V3, a 12AT7 is your reverb driver, which gets BIG volts on pins 1 and 6, its plates. Pins 1 & 6 are common, they should be jumpered together and have the same volts on them. It's hard to see how they could be disconnected. They are fed by the blue wire from the reverb tranny. Maybe you made a scale error [439 vs 4.37] here; they should have ~~430 volts on them. Appears you have good volts on pin 1 but a 12A_7 isn't going to work at all with 4.x volts on its plate. Does that third tube get VERY hot? (It should...very noticeably hotter than any other tube for given period of being on) At the same time, the voltage readings seem fine on the FIRST list you supplied. If the volts on your first list are correct (suspect they are) then the reverb driver tube V3 is OK. Move on.

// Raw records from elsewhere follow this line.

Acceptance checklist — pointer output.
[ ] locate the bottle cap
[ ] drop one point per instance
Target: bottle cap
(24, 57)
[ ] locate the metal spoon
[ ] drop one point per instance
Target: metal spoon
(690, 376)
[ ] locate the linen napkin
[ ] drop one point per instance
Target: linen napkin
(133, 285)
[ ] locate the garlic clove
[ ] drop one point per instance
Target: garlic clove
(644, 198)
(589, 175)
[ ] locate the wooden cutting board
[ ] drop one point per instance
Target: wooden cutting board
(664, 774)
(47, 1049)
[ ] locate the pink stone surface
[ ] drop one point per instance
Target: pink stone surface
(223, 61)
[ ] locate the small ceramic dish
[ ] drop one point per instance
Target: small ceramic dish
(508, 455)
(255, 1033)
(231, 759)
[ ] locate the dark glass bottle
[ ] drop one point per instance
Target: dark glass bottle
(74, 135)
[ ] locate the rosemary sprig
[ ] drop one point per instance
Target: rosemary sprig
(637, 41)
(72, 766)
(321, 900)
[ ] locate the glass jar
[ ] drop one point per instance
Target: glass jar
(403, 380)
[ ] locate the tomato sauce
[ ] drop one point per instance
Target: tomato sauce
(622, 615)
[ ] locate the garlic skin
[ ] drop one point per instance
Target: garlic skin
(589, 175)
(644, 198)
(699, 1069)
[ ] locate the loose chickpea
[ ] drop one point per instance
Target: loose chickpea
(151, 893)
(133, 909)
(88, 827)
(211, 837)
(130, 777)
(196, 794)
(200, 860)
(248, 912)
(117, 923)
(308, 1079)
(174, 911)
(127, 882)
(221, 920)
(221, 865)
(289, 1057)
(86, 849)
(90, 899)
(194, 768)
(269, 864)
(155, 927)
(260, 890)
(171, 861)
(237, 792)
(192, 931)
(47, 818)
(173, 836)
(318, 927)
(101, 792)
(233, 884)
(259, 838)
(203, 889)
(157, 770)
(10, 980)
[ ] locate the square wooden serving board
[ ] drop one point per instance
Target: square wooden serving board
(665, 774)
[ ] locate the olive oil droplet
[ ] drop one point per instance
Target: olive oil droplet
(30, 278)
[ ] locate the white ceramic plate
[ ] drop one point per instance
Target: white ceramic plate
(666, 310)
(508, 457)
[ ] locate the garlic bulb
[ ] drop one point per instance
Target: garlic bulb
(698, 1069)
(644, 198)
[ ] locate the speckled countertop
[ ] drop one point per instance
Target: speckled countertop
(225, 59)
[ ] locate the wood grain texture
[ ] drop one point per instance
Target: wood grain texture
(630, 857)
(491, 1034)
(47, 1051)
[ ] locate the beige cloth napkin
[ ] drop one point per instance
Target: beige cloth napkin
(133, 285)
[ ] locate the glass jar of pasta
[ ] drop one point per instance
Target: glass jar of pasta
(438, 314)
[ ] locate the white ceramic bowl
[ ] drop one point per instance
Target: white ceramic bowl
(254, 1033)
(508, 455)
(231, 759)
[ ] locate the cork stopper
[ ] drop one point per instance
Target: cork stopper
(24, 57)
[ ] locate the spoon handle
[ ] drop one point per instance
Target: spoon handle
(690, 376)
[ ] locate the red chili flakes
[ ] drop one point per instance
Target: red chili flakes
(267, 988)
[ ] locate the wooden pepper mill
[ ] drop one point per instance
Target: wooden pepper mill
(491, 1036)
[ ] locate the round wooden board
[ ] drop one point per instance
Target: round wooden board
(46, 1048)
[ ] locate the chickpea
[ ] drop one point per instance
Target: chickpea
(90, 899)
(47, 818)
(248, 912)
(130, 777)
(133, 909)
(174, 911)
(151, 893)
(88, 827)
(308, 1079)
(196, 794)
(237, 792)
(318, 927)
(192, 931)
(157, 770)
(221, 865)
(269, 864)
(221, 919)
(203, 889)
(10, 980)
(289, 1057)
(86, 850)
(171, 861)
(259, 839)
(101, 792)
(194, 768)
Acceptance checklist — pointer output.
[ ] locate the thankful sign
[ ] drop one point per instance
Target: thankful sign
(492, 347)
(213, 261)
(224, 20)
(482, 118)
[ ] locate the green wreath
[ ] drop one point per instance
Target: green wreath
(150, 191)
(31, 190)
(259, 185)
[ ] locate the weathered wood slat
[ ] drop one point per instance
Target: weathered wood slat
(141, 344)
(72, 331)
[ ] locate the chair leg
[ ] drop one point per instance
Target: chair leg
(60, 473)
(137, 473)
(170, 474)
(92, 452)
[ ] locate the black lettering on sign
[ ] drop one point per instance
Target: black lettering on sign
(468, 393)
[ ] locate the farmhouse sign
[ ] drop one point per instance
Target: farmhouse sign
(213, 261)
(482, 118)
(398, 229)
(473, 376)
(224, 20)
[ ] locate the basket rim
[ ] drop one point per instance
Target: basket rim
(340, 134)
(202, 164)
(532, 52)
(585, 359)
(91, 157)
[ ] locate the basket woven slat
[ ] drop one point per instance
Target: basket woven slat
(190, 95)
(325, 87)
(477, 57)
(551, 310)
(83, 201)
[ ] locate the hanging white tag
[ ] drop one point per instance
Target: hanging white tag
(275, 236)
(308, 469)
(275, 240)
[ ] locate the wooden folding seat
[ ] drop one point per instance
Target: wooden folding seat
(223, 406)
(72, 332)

V4 does not seem right. Section 1-2-3 seems OK. Section 6-7-8 your plate voltage is low (107 vs 280) and you probably should not have "the same" volts on the grid and cathode (pins 7 & 8) of that section. Pin 7, grid, comes (through a resistor) from the wiper of the reverb control. Did you make the ground connection on the cold side of that pot? (leftmost terminal as viewed from the rear) And/or...if you have a leaky cap in the reverb coupling cap (a .003) that is putting DC on that grid (via the reverb control) that will mess with the bias of that tube and disrupt its mojo. Possible wiring error or leaky cap.
V5 is your tremolo tube. Pin 1 should have about 280 volts on it. It is much higher in your readout, plus, BOTH cathodes of the two triodes within your V5, are effectively at zero. As for the 1-2-3 section, it is clearly not conducting. If it was conducting, we would see a voltage drop across its 220K plate resistor (we don't; that plate sits at the supplied B+ of 440 v) and its cathode would lifted off zero by about 2 volts. It's not (from strictly your voltage readings) possible to derive what's going on with your V5 but it's very not right. Both those cathodes should be at about 1.5 - 2 volts. If they are not---the tube (either half) is not conducting.
Otherwise, things seem pretty normal.
Do you get reverb crash if you shake the amp cabinet (with the reverb can in it) ?
Are you sure your reverb cables are sound?